Gout is a severe form of arthritis that produces swollen and inflamed joints in over 9 million Americans. High quantities of uric acid in the blood induce gout. According to research, tomatoes are one food item that can cause uric acid to rise in some people.
What Is Gout?
Gout is a type of arthritis caused by the breakdown of a molecule called purine into uric acid. Purine is a common amino acid that can be found in your body and also in some foods. High uric acid levels might cause your blood to crystallize around your joints. Inflammation and joint pain are caused by these crystals. Purine-rich foods should be avoided to reduce the amount of uric acid produced by your body. This may be enough to keep painful gout flares at bay for some people.

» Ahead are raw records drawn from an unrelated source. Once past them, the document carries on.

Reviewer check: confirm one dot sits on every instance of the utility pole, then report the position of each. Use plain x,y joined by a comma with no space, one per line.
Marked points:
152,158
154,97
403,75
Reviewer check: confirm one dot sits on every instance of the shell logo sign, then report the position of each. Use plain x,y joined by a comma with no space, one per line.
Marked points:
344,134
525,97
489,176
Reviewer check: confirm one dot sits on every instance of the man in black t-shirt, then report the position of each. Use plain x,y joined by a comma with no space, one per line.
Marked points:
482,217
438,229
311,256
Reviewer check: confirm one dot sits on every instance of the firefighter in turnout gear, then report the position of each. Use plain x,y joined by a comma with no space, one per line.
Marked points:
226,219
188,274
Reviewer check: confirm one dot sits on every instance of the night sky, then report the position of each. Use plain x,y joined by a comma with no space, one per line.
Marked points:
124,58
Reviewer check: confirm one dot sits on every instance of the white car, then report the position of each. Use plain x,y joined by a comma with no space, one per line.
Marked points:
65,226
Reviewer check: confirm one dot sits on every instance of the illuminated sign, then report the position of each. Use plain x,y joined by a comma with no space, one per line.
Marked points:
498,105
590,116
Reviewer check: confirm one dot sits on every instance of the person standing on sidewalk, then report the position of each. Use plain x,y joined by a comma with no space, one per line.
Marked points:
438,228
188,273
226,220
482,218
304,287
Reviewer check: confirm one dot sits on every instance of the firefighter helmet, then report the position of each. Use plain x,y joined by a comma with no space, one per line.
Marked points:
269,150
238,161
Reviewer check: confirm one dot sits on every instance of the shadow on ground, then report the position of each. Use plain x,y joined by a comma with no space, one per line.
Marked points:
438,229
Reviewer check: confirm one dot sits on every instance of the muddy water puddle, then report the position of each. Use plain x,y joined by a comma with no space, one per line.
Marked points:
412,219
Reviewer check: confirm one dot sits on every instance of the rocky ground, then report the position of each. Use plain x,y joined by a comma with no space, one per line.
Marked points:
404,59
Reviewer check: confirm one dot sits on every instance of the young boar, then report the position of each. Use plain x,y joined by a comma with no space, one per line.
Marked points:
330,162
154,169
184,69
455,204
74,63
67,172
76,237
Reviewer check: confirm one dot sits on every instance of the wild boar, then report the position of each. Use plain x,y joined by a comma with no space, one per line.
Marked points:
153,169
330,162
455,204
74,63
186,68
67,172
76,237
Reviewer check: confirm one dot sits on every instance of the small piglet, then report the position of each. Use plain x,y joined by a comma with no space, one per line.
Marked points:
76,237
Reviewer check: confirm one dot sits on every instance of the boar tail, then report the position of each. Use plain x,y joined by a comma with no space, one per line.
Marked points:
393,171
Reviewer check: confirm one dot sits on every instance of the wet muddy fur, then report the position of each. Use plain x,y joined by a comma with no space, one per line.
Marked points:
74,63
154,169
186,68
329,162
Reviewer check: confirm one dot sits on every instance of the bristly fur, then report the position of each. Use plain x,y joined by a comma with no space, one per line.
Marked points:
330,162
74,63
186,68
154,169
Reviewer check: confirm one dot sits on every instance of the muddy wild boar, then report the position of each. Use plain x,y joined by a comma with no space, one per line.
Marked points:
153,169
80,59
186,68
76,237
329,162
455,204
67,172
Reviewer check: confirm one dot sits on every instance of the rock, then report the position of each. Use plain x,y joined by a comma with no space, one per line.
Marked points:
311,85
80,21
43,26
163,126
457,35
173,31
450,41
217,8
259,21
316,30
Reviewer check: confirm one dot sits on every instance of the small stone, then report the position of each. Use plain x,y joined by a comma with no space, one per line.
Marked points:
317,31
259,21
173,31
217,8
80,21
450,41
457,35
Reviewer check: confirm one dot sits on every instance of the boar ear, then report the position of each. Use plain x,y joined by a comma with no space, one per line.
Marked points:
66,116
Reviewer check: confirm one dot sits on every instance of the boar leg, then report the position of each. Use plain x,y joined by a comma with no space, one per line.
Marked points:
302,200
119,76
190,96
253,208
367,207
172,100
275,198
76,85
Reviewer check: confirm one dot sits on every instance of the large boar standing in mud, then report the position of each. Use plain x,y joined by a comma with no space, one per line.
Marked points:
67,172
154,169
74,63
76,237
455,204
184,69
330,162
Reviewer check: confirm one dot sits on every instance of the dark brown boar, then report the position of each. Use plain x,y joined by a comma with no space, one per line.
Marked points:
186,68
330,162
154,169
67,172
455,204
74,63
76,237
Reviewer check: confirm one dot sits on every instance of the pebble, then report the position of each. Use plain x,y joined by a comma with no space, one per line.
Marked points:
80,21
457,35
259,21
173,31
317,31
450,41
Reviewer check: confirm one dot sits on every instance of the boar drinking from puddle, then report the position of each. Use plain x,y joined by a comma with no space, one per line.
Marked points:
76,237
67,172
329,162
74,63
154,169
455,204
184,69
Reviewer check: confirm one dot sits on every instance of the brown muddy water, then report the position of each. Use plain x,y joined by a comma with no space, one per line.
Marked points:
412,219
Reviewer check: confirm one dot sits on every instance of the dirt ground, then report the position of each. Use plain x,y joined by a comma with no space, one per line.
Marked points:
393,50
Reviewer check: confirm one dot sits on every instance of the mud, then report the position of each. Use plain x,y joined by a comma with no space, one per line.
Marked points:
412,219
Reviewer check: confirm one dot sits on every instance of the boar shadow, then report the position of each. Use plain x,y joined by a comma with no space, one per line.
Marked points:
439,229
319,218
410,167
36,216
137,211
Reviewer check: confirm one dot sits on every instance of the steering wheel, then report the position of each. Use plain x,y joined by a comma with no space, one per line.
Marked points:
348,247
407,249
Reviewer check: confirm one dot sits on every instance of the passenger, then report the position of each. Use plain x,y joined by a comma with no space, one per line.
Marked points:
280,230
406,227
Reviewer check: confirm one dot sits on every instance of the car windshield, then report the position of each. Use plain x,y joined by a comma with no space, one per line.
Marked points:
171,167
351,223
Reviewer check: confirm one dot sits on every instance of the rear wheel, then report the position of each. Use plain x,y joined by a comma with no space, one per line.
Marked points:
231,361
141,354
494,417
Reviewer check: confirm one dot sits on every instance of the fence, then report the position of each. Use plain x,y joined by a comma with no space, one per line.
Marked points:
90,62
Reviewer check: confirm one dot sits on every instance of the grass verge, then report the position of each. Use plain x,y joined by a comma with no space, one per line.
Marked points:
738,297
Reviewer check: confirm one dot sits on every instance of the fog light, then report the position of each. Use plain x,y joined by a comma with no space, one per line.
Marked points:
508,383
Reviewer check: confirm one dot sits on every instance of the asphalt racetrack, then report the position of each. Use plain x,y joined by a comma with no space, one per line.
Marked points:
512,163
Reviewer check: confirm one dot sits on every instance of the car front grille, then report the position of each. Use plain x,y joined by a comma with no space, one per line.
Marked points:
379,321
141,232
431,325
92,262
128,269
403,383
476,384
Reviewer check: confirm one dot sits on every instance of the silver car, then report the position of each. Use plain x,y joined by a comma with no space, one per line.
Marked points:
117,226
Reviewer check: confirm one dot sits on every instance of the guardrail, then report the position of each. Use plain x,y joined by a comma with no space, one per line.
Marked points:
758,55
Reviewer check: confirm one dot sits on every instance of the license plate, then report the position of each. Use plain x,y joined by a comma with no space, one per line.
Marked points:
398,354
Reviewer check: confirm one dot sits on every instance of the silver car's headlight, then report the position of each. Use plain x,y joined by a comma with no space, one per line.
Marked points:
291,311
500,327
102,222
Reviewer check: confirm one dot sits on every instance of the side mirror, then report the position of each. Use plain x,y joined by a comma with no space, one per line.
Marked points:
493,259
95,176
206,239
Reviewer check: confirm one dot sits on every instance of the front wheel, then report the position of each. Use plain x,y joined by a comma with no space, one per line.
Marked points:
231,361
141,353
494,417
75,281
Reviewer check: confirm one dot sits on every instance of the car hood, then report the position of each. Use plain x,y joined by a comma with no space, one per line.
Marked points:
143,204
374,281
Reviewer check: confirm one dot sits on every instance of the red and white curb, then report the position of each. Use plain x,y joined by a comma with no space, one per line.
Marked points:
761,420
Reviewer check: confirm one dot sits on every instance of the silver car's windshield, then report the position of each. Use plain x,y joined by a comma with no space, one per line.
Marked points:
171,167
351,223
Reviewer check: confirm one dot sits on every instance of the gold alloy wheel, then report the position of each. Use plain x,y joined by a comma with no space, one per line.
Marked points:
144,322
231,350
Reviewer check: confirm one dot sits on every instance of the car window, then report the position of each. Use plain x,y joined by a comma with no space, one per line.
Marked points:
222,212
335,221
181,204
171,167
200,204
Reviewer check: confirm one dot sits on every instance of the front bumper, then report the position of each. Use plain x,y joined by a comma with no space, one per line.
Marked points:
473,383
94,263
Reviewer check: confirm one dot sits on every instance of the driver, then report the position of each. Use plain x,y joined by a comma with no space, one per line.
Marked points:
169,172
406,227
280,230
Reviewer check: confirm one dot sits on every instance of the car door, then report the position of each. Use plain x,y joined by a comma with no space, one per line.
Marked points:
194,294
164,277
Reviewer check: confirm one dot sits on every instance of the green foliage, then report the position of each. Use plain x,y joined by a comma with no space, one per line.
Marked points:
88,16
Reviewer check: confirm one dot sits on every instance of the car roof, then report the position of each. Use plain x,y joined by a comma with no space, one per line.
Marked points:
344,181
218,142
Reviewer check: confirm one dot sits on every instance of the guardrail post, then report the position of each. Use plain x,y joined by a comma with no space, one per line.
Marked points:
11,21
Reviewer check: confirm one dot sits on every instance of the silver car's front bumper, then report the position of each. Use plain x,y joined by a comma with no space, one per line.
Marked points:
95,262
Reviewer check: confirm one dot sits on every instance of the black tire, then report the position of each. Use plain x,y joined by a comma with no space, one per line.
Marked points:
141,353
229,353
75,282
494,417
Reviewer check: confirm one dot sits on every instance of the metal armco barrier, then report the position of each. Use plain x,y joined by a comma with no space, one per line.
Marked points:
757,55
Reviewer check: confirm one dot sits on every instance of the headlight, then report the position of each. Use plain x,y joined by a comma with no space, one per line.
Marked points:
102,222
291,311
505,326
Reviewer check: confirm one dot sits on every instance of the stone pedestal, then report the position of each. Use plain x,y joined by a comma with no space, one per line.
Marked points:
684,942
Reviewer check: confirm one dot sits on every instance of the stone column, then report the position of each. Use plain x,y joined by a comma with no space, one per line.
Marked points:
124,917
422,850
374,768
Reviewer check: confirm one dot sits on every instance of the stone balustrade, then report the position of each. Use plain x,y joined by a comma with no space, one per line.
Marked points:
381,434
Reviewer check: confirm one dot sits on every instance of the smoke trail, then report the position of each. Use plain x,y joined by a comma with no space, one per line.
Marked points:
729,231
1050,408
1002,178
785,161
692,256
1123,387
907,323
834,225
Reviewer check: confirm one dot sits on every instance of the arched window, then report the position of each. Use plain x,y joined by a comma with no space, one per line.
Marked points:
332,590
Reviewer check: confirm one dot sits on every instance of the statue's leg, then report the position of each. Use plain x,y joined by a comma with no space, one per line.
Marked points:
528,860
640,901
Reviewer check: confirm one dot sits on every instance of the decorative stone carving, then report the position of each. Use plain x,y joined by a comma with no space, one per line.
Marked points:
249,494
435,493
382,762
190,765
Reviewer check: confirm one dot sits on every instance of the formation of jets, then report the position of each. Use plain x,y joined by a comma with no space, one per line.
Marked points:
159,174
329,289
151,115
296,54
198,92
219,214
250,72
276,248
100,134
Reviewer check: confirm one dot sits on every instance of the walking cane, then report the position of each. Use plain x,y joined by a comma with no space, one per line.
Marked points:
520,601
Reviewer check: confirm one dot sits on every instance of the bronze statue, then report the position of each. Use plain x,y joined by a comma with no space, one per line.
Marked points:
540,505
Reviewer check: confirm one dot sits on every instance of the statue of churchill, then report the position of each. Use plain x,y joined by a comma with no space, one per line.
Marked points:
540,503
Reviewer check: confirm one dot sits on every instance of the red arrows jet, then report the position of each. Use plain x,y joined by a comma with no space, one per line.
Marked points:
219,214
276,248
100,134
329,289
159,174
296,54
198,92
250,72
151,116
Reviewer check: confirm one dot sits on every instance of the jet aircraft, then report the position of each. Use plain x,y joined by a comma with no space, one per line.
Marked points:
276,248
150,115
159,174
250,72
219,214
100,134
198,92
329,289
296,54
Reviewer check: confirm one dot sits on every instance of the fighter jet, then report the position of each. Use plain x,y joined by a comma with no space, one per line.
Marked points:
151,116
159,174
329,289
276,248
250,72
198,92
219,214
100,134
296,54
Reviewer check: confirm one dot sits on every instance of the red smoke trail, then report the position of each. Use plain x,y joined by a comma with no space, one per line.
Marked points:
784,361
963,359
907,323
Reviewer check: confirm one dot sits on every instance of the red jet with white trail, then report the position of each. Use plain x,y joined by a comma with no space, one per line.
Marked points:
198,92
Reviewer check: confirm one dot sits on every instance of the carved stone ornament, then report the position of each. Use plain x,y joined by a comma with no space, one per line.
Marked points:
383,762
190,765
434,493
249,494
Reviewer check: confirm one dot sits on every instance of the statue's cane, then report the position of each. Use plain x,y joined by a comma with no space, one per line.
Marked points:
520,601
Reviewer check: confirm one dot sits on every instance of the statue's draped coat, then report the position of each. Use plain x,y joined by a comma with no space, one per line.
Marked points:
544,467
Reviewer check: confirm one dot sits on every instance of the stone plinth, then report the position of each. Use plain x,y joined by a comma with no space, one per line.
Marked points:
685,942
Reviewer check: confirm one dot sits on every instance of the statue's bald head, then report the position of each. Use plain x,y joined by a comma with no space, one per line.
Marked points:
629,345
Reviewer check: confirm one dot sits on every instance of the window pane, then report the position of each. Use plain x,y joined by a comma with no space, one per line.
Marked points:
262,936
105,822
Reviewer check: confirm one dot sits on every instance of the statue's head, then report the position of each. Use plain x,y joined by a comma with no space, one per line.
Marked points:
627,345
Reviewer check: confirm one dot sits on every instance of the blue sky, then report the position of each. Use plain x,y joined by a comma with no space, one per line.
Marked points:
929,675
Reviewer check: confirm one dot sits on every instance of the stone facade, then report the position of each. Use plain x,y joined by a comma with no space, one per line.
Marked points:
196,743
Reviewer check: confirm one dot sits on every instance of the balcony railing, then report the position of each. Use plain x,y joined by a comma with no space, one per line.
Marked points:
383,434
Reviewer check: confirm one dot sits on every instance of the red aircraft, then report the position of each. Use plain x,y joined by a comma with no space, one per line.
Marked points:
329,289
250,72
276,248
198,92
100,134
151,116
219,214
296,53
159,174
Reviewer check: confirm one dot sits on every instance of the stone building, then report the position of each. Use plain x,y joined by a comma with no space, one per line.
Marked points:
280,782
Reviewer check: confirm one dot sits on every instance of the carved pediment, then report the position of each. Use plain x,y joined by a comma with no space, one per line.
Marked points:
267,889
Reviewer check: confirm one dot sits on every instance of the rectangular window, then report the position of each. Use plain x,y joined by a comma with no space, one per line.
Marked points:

Gout Symptoms And Tomato Consumption
Some studies have shown a correlation between tomatoes and gout flare-ups. According to studies, persons who consume more tomatoes have greater uric acid levels, which is a known cause of gout flare-ups. However, this isn’t true for everyone who suffers from gout. Foods like tomatoes can provoke gout in different ways depending on your genetics and overall health.
This means that tomatoes may aggravate gout in one individual but may have no effect on another. Furthermore, research has discovered that the majority of blood uric acid comes from internal sources, with only a minor percentage coming from purine-rich meals.
Replace Tomatoes With Low-Purine Foods
Tomatoes can cause gout in certain people. It’s an excellent idea to remove tomatoes and add other nutritious components if they aggravate gout flares. Bell peppers, squash, eggplant, beets, and other vegetables fall under this category.
You can try several things to see what works best for you. It’s possible that the best tomato substitute varies depending on the meal. For example, roasted red peppers can be used in place of tomatoes on sandwiches, whereas eggplant paste can be used in place of tomato paste when making a sauce.
For some people, avoiding items that increase uric acid levels may help with gout treatment, but others will see no difference regardless of what they eat. You can establish if tomatoes, or any other foods, are triggers for you by carefully documenting what you consume and paying close attention to any gout flare-ups that occur.